Zinger Key Points
- JPMorgan shifts bullish on natural gas, citing rising U.S. LNG exports, AI-driven power demand, and coal-to-gas switching.
- Oil stocks face headwinds, with JPMorgan forecasting a 2025 supply glut, weaker prices and downward earnings revisions.
- The new Benzinga Rankings show you exactly how stocks stack up—scoring them across five key factors that matter most to investors. Every day, one stock rises to the top. Which one is leading today?
Wall Street is leaning into natural gas while pumping the brakes on oil.
JPMorgan's latest energy sector update signals a shift in the landscape, driven by growing U.S. gas demand and a looming oil glut in 2025.
Analyst Arun Jayaram and his team have crunched the numbers, revising forecasts and adjusting ratings accordingly. They’ve upgraded Range Resources Corp RRC and downgraded Vermilion Energy Inc VET as gas stocks catch fire and oil stocks face headwinds.
Natural Gas: The New Favorite
JPMorgan is doubling down on natural gas, citing three major secular tailwinds:
- LNG Boom – The U.S. is ramping up LNG export capacity, set to increase by 11 Bcf/d by 2030, keeping demand strong.
- Electrification Surge – AI-driven power consumption is skyrocketing, with U.S. gas turbine orders up 147% year-over-year.
- Coal-to-Gas Shift – More utilities are pivoting to natural gas as a cleaner alternative to coal.
With these factors in play, JPMorgan sees long-term natural gas prices above $3.50 per MMBtu, potentially reaching $4.00+ in 2025-2026 to stimulate necessary supply growth. The firm's top picks in the sector remain Antero Resources Corp AR, EQT Corp. EQT and Excelerate Energy Inc EXE – stocks that have yet to fully reflect the bullish gas price outlook.

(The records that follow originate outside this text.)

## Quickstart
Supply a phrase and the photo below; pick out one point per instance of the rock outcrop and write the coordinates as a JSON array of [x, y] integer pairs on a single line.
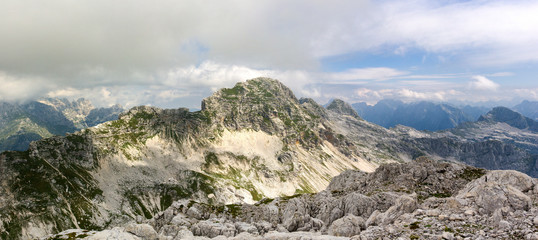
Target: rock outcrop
[[197, 172], [480, 205]]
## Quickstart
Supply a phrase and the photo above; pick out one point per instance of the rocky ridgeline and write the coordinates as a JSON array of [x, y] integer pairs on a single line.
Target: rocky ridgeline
[[255, 141], [418, 200]]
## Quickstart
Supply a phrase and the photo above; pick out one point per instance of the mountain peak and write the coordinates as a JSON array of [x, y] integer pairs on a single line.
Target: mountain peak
[[510, 117], [254, 91], [342, 107]]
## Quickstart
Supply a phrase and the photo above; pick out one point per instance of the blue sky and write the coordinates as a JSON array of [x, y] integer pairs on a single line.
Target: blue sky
[[174, 53]]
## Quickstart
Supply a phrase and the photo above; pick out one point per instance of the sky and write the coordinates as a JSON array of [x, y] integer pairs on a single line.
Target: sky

Read Also: Goldman Sachs Sees Strong ‘Secular Demand’ For Natural Gas, Raises Estimates On Two Industry Players
Oil's Not-So-Slick Future
On the flip side, oil is in for a rougher ride. JPMorgan's commodity team, led by Natasha Kaneva, expects the market to shift from a balanced 2024 to a 1.3 million barrels per day (MMBo/d) surplus in 2025, as non-OPEC+ production surges from Brazil, Guyana and Norway.
Adding to the pressure, OPEC+ is set to bring more barrels back into the market starting in April, just as global demand growth slows. The team forecasts Brent crude prices ending 2025 below $70 per barrel, a bearish signal for oil stocks. As a result, JPMorgan is trimming its EBITDA estimates for oil companies by 2% in 2025 and 10% in 2026, with its oil coverage group seeing a 17% drop in net asset value-based price targets.
RRC Up, VET Down
With this backdrop, JPMorgan has moved Range Resources to Neutral from Underweight, citing a more reasonable valuation and the company's shift toward production growth in 2026.
Meanwhile, Vermilion Energy gets the downgrade to Underweight, reflecting concerns over valuation and lower-than-expected earnings projections.
Takeaway For Investors
The energy market is at an inflection point, with natural gas equities emerging as the better bet.
With LNG demand booming, AI-driven power needs soaring and coal-to-gas switching in full swing, gas stocks could still have more room to run.
Meanwhile, oil investors should brace for volatility as the supply glut builds. JPMorgan's positioning? Bullish on gas, cautious on oil and keeping a close watch on the shifting energy tides.